[javaee-spec users] [jsr342-experts] Re: Improved Credential and SSL Configuration for EE 7

From: Bill Shannon <>
Date: Fri, 09 Mar 2012 12:25:03 -0800

Jason T. Greene wrote on 03/09/12 12:05:
>> Developers already complain that portability of their application suffers
>> greatly once they have to deal with security. Every product provides a
>> different mechanism for configuring securing, setting passwords, etc.
>> It's impossible to write a tutorial that tells people how to write
>> portable and secure *Java EE* applications because you quickly have to
>> delve into the intricacies of configuring security for GlassFish or
>> WebLogic or JBoss or WebSphere or ... Because of that, too many people
>> just ignore security, or suffer from poor and inconsistent advice for how
>> to secure their applications. We should be making it easier for people
>> to write secure applications for the Java EE *platform*.
>> Also, remember that we're targeting PaaS with Java EE 7. In a PaaS
>> environment it's much less likely that you'll have direct control over
>> the admin capabilities of the underlying app server. And there's
>> probably not a system administrator that you can appeal to to set this
>> up for you.
> I am not sure this really improves usability. Let's say I am a developer and I
> need to change a password to a database (recurring schedule, reaction to a
> breach etc). Now I have to rebuild (including using a burdensome toolchain) and
> redeploy my entire application?
> Now contrast that to the PAAS provider doing a typical security management web
> page, where you just edit the password to a known alias/reference in the
> deployment, quickly generate a certificate (perhaps even automate the process
> with a Root CA),

This is certainly not the solution to all problems. I agree that there
will be scenarios where you won't want to include this information in
the application.

Note that I don't think we currently have any requirements around your
ability to change such security information and have a running application
see the changes. The only portable way to update an application is to
redeploy it.
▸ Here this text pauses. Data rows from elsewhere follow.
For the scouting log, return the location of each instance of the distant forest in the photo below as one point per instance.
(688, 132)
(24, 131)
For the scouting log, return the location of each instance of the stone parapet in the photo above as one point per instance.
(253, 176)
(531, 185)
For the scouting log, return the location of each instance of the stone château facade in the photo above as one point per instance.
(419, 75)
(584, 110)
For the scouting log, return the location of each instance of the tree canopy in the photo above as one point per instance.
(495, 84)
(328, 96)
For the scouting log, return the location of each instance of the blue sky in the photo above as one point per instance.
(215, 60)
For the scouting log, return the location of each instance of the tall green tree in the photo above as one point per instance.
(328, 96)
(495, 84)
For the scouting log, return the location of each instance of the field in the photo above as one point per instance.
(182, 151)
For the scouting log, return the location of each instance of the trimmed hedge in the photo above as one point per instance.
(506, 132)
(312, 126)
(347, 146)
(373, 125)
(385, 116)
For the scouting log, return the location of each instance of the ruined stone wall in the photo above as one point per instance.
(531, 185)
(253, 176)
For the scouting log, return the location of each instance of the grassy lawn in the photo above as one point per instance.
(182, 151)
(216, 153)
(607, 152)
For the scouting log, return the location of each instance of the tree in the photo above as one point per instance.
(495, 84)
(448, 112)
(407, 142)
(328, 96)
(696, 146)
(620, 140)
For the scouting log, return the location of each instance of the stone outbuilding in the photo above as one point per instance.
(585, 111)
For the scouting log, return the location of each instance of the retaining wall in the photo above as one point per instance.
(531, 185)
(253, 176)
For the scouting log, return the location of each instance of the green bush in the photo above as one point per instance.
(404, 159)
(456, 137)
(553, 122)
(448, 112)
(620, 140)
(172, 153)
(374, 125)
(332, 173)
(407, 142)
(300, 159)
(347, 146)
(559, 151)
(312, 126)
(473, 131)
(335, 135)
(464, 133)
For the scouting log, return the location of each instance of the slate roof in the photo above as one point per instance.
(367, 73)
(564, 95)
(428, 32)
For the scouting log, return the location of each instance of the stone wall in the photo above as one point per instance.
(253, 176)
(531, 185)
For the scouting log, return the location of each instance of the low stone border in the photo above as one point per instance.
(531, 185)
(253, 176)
Assuming everyone already allows you to make these changes
dynamically, we would need to add a spec requirement that "there must be
a way to ...".

>> Remember also that we're trying to create a platform that is both easy
>> for developers to use when getting started *and* scales to enterprise
>> deployments. If we *only* allowed things in the platform that made
>> sense for large enterprise deployments, we would lose lots of developers.
>> That's why we allow passwords to be included in applications at all.
>> It's not because we expect large enterprise deployments to have
>> applications
>> with clear text passwords embedded all over them.
> I certainly agree with the sentiment to make security easy. It just seems like
> there is a better way than further encouraging packaging within the deployment.
> Like for example, if a common transmission mechanism is desired between PAAS
> providers, we could define a standard for a *separate* security bundle file,
> which could be generated either via tools, or the provider, and then then it
> becomes clear, that this file needs to be kept safe.
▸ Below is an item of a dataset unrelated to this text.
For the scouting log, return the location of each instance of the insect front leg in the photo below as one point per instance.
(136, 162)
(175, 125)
If people feel that it would be both more secure and sufficiently
convenient to provide this information in a bundle separate from
the application, we could consider that. We already have the ability
to provide deployment descriptors separately from the application so
we could enhance that mechanism to support this use case as well.
We would have to define whether updating this information without
changing the application bundle is equivalent to redeployment (which
in the worst case it seems like it would be), or whether there would
be requirements on what you're allowed to change while the application
is running, and when the application is required to see those changes.